By the time Pendle had locked up the shed it was already getting chilly, and then he’d gone round the garden to close the cold frames and put sacking and straw round the roots of the tender plants. The sun was beginning to slip behind the hills and on the other side there was the bluey-white glow of the moon as it plucked up the courage to lift itself from its slumbers for the night to come. It was still light enough to find his way around so Pendle was not bothered at all. On the great vegetable patch were the rows of bright orange pumpkins (“Potiron” the Cook calls them as like Mrs Crafty Dog she, too, is of French descent), all laid out tidily in their own beds of straw and compost. Pendle as usual was whistling as he worked, unaware that the sun was sinking further down and the moon now coming up at a pace.
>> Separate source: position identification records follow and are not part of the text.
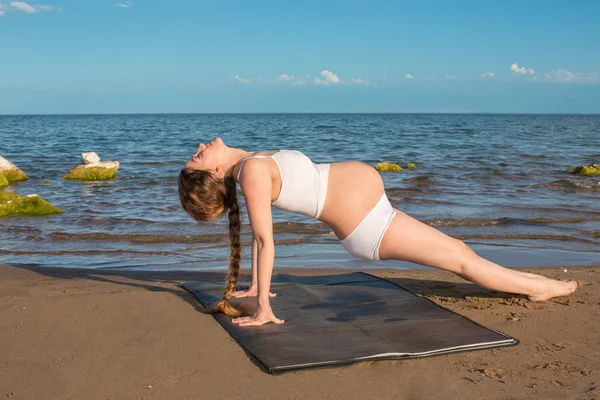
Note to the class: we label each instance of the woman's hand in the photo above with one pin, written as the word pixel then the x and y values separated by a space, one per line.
pixel 251 292
pixel 260 318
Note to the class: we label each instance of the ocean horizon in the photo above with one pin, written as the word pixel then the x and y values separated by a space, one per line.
pixel 497 181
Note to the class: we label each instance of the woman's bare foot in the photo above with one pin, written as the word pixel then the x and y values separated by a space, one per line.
pixel 552 288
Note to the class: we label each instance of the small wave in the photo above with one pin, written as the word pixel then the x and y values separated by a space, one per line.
pixel 462 130
pixel 400 191
pixel 161 163
pixel 325 127
pixel 564 238
pixel 421 180
pixel 139 239
pixel 572 186
pixel 506 221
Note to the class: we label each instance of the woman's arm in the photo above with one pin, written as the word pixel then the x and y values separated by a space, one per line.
pixel 253 290
pixel 256 187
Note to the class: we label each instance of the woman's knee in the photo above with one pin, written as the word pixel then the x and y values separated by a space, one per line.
pixel 461 257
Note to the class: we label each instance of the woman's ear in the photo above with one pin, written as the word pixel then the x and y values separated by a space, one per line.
pixel 219 172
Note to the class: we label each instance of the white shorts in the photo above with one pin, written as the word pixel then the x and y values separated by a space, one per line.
pixel 365 239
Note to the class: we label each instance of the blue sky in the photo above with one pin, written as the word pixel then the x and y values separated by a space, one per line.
pixel 145 56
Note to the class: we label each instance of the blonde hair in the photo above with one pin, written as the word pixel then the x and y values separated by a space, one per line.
pixel 205 197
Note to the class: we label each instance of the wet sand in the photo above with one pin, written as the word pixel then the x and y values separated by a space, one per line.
pixel 89 334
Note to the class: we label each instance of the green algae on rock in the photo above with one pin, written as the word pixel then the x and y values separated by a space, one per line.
pixel 11 172
pixel 85 173
pixel 34 205
pixel 585 170
pixel 385 166
pixel 93 169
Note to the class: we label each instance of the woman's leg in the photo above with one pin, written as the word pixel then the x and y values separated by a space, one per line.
pixel 410 240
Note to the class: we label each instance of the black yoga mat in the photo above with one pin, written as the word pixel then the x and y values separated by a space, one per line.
pixel 340 319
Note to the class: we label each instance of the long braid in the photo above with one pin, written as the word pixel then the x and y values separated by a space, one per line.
pixel 205 197
pixel 234 237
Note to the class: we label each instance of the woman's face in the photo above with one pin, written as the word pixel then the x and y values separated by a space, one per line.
pixel 208 156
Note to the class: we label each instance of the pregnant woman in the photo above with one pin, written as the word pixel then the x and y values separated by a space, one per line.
pixel 349 197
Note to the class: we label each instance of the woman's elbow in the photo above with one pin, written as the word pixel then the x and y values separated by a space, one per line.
pixel 262 241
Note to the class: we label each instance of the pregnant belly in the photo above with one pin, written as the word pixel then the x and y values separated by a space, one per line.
pixel 353 189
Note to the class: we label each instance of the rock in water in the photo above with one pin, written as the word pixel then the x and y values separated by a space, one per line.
pixel 11 172
pixel 585 170
pixel 11 204
pixel 385 166
pixel 90 158
pixel 93 169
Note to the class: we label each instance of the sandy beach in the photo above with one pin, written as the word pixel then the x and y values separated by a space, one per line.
pixel 89 334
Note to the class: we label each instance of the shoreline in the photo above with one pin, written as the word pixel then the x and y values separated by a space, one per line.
pixel 89 333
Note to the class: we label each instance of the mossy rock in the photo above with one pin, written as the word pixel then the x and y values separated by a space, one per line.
pixel 385 166
pixel 11 204
pixel 585 170
pixel 83 173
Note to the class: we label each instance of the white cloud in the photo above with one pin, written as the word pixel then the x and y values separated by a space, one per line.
pixel 41 7
pixel 243 80
pixel 325 78
pixel 562 75
pixel 329 76
pixel 359 81
pixel 522 70
pixel 22 6
pixel 28 8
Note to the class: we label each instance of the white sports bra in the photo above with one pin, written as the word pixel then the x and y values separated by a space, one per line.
pixel 303 183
With the growing cold, a mist rose gently from the fishponds, not a thick one to begin with, but enough to make it a little more difficult to make out the path edges, and Pendle noticed that as he whistled he could see his breath. Shivering a little, he pulled his jacket tighter about him. He closed up the gate to the south parterre, the one that keeps the sheep from the vegetable garden, and turned to make his way back up to the kitchen. It was now that he realised that it was darker than he had thought, and the mist was folding unerringly around him. Looking up the garden, the light from the kitchen window was a good two hundred yards away – he’d worked the wrong way, away from the house and not the usual way back towards the house. There wasn’t the faintest trace of a breeze but even so the mist seemed to be moving round him, not only cold but damp too. He stopped whistling to blow breath into his cupped hands to warm them up but as he did he froze stock-still; the song he had been whistling continued – there was someone also whistling, close behind him. He spun round – but he saw noone. He called out to ask if it was one of us or the household staff but just as suddenly the whistling stopped. He announced to the dark that it wasn’t funny, and turned to make his way up the path to the house.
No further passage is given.